Он отправляется обедать в Большой дом к сквайру Дейлу.
«Когда Крозби поднялся в спальню, чтобы переодеться к обеду, его охватила та тоскливая грусть, о которой я уже упоминал. Неужели он должен бесповоротно погубить все то, чего достиг за последние годы своей до сих пор успешной карьеры? А вернее, – спросил он себя по‑иному, – разве этот успех уже не погублен? Его брак с Лили, сулит ли он радость или горе, уже решен, и никаких сомнений быть не может. Надо отдать Крозби должное: в эти минуты горечи он все‑таки старался думать только о Лили, о том, какое сокровище будет ему принадлежать и возместит (или, во всяком случае, должно возместить) все потери. Но горечь не рассеивается. Он должен отказаться от своих клубов, от привычки модно одеваться, от всего, чего он успел достичь, и довольствоваться тихой будничной семейной жизнью на восемьсот фунтов в год в каком‑нибудь тесном домишке, полном малолетних ребятишек. Не для такого Эдема он себя готовил! Лили мила, очень мила. Он твердил себе, что она „в тысячу раз милее всех известных ему девушек“. И как бы все ни обернулось дальше, с этих пор он обязан в первую очередь заботиться о ее счастье, ну, а его собственное… он начинал опасаться, что потеряет больше, чем получит. „Сам виноват! – сказал он себе, намереваясь благородно завершить свой монолог. – Я готовил себя для другого… и очень глупо. Конечно, я буду страдать, адски страдать, но об этом никто никогда не узнает. Любимое, нежное, невинное, прелестное создание!“»[16]
Из Оллингтона он едет в замок де Курси. Де Курси принадлежат к самым себялюбивым аристократам Троллопа. Они пользуются определенным влиянием. И у них есть несколько незамужних дочерей. Александрине, младшей, под тридцать – она примерно на год старше Крозби. Крозби наслаждается своим пребыванием в графском замке и в первый же день в разговоре с одним из сыновей де Курси отмалчивается, хотя прямо и не отрицает слухов о том, что он недавно обручился.

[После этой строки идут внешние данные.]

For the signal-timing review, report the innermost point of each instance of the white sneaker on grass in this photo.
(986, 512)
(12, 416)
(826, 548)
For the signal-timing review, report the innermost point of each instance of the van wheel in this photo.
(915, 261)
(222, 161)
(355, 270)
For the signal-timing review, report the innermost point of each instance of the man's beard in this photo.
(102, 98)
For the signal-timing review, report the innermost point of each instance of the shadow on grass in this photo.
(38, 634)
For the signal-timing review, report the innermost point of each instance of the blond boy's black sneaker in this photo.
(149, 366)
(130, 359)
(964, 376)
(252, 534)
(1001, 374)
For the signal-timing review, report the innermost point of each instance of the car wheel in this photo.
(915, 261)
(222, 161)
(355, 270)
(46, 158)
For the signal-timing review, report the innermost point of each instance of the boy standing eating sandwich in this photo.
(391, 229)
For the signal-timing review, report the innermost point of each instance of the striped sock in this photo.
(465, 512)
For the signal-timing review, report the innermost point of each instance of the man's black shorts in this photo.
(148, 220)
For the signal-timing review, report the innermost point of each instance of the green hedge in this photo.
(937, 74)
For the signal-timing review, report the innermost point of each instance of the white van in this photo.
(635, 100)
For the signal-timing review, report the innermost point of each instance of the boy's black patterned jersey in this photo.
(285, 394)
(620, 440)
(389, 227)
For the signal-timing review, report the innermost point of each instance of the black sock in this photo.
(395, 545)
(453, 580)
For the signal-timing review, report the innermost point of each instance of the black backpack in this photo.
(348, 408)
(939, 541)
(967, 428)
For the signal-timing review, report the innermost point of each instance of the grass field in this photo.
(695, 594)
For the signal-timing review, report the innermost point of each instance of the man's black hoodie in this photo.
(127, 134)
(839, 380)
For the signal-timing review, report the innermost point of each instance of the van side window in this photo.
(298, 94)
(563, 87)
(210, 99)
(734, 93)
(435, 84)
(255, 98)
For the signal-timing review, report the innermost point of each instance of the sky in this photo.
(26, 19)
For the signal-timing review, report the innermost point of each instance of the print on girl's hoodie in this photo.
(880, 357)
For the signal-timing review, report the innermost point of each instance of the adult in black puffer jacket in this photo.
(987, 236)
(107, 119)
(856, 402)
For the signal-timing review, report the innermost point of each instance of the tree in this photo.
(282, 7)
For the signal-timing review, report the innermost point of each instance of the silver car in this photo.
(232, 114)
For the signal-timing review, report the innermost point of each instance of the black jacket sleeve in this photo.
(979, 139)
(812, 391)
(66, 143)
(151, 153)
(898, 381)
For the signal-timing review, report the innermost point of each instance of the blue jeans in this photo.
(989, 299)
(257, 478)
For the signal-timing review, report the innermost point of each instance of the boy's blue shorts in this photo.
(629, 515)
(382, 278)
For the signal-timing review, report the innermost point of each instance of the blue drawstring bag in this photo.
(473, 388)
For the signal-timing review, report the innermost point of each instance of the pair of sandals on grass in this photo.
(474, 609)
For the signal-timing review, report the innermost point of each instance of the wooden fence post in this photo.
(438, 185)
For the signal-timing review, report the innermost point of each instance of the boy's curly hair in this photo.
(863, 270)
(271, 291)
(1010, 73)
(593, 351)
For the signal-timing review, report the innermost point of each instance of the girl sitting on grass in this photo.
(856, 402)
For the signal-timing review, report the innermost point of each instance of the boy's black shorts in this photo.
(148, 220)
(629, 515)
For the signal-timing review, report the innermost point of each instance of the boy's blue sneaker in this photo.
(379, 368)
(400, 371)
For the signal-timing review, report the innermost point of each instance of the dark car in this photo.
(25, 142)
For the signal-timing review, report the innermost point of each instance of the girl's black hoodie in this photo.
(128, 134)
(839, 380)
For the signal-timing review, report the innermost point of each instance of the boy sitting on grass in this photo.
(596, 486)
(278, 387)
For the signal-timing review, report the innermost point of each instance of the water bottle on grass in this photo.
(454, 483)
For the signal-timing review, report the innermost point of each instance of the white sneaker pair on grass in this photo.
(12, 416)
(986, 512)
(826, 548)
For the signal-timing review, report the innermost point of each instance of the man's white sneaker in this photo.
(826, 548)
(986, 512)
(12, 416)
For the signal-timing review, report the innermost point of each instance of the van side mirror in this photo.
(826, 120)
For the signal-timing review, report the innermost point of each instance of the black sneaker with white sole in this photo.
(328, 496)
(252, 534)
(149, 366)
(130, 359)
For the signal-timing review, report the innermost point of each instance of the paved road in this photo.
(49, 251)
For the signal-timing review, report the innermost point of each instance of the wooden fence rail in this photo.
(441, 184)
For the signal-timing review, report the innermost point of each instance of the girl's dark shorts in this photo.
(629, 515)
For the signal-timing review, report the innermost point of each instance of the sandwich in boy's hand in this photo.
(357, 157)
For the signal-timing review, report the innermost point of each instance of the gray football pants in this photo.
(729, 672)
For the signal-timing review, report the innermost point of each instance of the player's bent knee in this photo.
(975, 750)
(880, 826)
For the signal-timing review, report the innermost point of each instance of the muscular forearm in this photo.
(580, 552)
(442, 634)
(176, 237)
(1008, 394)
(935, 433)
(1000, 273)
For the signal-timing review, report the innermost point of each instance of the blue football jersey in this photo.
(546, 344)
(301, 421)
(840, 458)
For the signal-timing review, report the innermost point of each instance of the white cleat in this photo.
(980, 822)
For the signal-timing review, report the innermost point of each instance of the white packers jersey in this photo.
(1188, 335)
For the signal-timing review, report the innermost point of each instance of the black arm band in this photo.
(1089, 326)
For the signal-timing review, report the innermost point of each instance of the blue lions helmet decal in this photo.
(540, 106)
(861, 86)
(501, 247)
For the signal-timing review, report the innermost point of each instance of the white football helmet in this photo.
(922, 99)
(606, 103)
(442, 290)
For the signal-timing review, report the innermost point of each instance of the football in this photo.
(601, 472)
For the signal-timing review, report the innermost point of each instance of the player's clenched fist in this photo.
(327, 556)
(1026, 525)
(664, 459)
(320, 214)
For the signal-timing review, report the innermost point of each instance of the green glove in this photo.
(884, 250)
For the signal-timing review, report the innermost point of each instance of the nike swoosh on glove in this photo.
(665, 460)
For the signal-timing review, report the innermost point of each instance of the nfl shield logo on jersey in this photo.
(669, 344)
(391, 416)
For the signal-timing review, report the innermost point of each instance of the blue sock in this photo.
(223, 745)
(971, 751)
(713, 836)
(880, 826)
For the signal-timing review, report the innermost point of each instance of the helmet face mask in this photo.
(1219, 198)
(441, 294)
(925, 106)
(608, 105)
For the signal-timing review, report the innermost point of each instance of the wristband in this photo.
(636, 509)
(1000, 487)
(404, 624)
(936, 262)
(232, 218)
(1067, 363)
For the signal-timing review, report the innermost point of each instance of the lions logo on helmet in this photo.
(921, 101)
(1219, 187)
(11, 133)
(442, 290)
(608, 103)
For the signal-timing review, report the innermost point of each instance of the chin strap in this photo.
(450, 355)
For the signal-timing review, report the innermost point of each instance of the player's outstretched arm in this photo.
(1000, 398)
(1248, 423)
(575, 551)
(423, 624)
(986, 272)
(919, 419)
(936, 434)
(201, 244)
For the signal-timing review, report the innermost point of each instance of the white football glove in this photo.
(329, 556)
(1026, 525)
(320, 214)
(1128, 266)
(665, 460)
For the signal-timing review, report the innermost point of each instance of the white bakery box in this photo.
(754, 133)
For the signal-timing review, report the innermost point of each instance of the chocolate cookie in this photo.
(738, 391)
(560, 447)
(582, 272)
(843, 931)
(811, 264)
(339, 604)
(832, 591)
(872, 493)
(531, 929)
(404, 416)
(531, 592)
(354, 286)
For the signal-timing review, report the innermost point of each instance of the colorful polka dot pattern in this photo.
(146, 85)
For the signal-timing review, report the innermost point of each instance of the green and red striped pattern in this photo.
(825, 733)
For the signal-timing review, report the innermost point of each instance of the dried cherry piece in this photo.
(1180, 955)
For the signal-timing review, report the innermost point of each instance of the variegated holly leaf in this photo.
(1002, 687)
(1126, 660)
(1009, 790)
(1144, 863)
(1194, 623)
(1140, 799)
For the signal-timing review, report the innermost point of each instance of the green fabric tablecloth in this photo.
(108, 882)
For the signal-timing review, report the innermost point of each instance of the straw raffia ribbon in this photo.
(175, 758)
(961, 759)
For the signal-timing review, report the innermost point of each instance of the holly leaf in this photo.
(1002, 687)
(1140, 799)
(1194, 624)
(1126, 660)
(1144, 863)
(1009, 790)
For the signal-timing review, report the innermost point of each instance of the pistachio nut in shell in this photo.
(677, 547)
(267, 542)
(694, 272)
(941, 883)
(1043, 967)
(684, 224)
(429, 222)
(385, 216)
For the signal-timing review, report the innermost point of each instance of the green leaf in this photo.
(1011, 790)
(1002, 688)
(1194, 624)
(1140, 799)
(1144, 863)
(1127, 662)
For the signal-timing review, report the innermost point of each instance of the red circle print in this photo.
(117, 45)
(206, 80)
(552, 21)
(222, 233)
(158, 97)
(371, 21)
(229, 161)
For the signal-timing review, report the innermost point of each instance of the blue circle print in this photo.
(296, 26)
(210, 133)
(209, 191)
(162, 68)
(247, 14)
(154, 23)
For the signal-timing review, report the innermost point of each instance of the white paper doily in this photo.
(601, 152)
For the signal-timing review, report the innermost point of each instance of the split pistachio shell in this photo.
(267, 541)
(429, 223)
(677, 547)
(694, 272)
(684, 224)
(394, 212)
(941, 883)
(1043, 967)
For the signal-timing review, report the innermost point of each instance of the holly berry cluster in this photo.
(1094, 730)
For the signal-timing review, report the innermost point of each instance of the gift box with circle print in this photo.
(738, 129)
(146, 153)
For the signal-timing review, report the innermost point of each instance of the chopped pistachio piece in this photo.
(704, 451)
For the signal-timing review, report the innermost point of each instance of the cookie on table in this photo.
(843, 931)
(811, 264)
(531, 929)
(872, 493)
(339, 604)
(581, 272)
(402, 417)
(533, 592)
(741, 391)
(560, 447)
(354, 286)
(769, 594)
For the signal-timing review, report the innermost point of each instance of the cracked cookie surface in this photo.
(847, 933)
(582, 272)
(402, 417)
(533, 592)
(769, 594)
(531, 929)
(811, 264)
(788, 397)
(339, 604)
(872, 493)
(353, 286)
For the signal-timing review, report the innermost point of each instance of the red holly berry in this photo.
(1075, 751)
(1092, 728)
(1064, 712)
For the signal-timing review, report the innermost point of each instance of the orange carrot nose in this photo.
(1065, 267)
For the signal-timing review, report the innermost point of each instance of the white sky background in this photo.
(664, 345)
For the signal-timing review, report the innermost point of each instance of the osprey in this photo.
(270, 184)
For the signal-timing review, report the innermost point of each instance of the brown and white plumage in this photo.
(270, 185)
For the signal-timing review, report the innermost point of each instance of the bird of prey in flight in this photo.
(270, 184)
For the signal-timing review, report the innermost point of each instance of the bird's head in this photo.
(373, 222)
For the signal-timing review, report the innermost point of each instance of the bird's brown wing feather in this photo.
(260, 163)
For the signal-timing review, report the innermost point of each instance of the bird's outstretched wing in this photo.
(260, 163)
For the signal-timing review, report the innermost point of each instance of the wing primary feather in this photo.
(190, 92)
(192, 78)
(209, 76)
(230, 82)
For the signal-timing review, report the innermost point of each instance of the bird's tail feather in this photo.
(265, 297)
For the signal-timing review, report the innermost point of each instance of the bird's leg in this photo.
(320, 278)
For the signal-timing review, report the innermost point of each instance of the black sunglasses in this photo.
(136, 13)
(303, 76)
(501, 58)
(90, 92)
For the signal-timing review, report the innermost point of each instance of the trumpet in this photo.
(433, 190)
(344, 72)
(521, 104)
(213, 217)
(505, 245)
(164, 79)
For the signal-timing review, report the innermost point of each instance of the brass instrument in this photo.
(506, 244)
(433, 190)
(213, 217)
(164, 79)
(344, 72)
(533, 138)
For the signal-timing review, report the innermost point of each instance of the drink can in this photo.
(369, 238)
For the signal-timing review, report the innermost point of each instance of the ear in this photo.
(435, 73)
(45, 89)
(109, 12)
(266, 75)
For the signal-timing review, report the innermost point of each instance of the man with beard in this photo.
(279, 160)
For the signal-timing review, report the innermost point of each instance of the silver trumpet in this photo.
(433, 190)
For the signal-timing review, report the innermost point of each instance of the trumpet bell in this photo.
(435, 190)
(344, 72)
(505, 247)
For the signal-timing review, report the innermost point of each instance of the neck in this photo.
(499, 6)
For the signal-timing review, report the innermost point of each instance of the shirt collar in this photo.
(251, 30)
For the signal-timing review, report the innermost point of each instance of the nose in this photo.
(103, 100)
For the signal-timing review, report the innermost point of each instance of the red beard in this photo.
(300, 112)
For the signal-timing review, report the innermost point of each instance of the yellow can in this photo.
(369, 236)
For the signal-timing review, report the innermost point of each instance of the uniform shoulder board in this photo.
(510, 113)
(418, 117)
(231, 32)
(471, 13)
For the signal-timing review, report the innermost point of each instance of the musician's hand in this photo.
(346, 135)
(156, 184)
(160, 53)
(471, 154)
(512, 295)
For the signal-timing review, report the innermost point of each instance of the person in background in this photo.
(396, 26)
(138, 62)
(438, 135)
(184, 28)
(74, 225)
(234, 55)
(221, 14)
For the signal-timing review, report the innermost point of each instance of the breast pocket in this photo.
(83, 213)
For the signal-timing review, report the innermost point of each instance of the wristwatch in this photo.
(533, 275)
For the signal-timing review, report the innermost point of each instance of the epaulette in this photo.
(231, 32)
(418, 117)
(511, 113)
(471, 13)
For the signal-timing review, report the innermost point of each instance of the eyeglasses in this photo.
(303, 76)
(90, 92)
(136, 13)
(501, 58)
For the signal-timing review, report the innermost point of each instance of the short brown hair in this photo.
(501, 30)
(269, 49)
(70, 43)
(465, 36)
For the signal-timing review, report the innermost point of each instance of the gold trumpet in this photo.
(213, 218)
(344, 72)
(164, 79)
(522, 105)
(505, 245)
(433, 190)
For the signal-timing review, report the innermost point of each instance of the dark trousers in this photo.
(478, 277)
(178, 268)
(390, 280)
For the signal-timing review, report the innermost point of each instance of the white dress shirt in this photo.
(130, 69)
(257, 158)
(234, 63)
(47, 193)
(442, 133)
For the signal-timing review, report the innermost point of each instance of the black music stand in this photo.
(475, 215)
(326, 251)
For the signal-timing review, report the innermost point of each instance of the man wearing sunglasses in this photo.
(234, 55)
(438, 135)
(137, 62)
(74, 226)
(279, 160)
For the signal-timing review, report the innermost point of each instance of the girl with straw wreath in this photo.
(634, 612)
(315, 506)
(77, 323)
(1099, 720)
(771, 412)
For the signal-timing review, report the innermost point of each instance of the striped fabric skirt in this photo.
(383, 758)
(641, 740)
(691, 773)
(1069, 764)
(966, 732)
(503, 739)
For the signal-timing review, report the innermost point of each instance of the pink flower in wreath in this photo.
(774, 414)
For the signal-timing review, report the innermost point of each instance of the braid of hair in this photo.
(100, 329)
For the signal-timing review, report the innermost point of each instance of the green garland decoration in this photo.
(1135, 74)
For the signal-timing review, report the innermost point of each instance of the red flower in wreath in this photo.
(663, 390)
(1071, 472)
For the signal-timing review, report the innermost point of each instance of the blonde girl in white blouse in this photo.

«Отрицать! Ну, а то, что он был бы рад такой возможности, что ему в голову пришла подобная ложь и он даже взвешивал подобный подлый, трусливый поступок? Не далее как утром он прижимал к сердцу эту юную девушку. Он дал ей клятву верности и поклялся про себя, что никогда не даст ей повода усомниться в нем. Наедине с собой он торжественно признал, что на радость и на горе связан с ней нерушимыми узами. Так неужели он уже обдумывает, не разумнее ли будет отречься от нее? Ведь тогда он должен был бы сказать себе, что он негодяй! Но в действительности он ничего подобного не обдумывал. Его целью было уклониться от прямого ответа, а если бы это оказалось невозможным, то подыскать ответ, который отвел бы подозрения. У него не мелькнуло намерения смело заявить графине, что это пустые слухи, что между ним и Лили Дейл ничего нет. Но может быть, ему удастся ловко отшутиться от этой темы даже в присутствии леди Джулии? Ведь так всегда предпочитают поступать обрученные мужчины, так почему же ему нельзя? Как‑то само собой разумелось, что чувства престарелой девицы надо щадить и счастливому жениху не следует говорить при ней о своей помолвке. Тут он вспомнил, с какой свободой и непринужденностью его предложение обсуждалось всеми оллингтонскими соседями, и впервые почувствовал, что Дейлы, настолько забыв о сдержанности, были почти неделикатны. „Наверное, это было проделано для того, чтобы крепче меня связать, – сказал он себе, расправляя концы пышного галстука. – Как глупо было приезжать сюда, да и вообще гостить где бы то ни было, раз я уж поставил себя в такое положение“. И он спустился в гостиную»[17].